The answer is performance-based goals.
Performance-based goals are smaller, attainable goals that are centered around your workout performance. They focus on one simple thing...improvement.
Improvement is what moves the needle. It keeps you excited and motivated. It ensures you're making progress.
Imagine if each week you got better. You did a little more during your workouts. You pushed a little harder. You increased the weights you use on your exercises.
First, how good would that feel? Progress creates an enormous amount of excitement, motivation, and accomplishment.
Secondly, these small wins are what move you forward toward your big goals. This is known as the compound effect where little improvements add up to big results. You keep getting stronger. Your fitness continues to improve. Your fat-loss continues to increase.
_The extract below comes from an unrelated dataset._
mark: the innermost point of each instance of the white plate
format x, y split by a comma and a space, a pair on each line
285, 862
And your health keeps getting better.
This prevents you from plateauing by doing the same old workouts, at the same old pace, with the same old lack of results.
This is the name of the game when it comes to big goals.
Performance-based goals can be a goal for a specific workout or for a few weeks or months worth of workouts.
They can be things like running or walking at a faster pace, covering a great distance, improving your daily step-count, finishing a workout faster than you did last time, or increasing the weights you use on your exercises.
You need to track it.
Research shows you are 2X more likely to reach your goals when you track your progress.
Tracking your performance-based goals is a complete game-changer. It keeps you motivated, and ensures you're getting better each week.
First start by tracking your workouts. Record things like:
1. How many workouts did you complete this week
2. What distance you covered on your walk or run
3. What exercises you completed
4. What weights you used
5. How many sets or reps you completed for each exercise
6. What was your daily step count
Then create performance-based goals for your upcoming workouts that ensure you're improving from the previous workout or week. Set goals around things like:
1. How many workouts you're going to complete this week (beat last week's workout total)
2. What pace or distance you're going to run/walk (beat last workout's pace or distance)
3. How much weight you want to increase by on your strength exercises (increase a little from last workout on certain or all exercises like your bench press, deadlift, lunges, or squats)
4. How many sets and reps you will complete for each exercise (increase the sets and reps from last workout)
5. Combine your performance based goals (for example increase the number of reps and weight you use on a strength exercise)
Little by little, a little becomes a lot!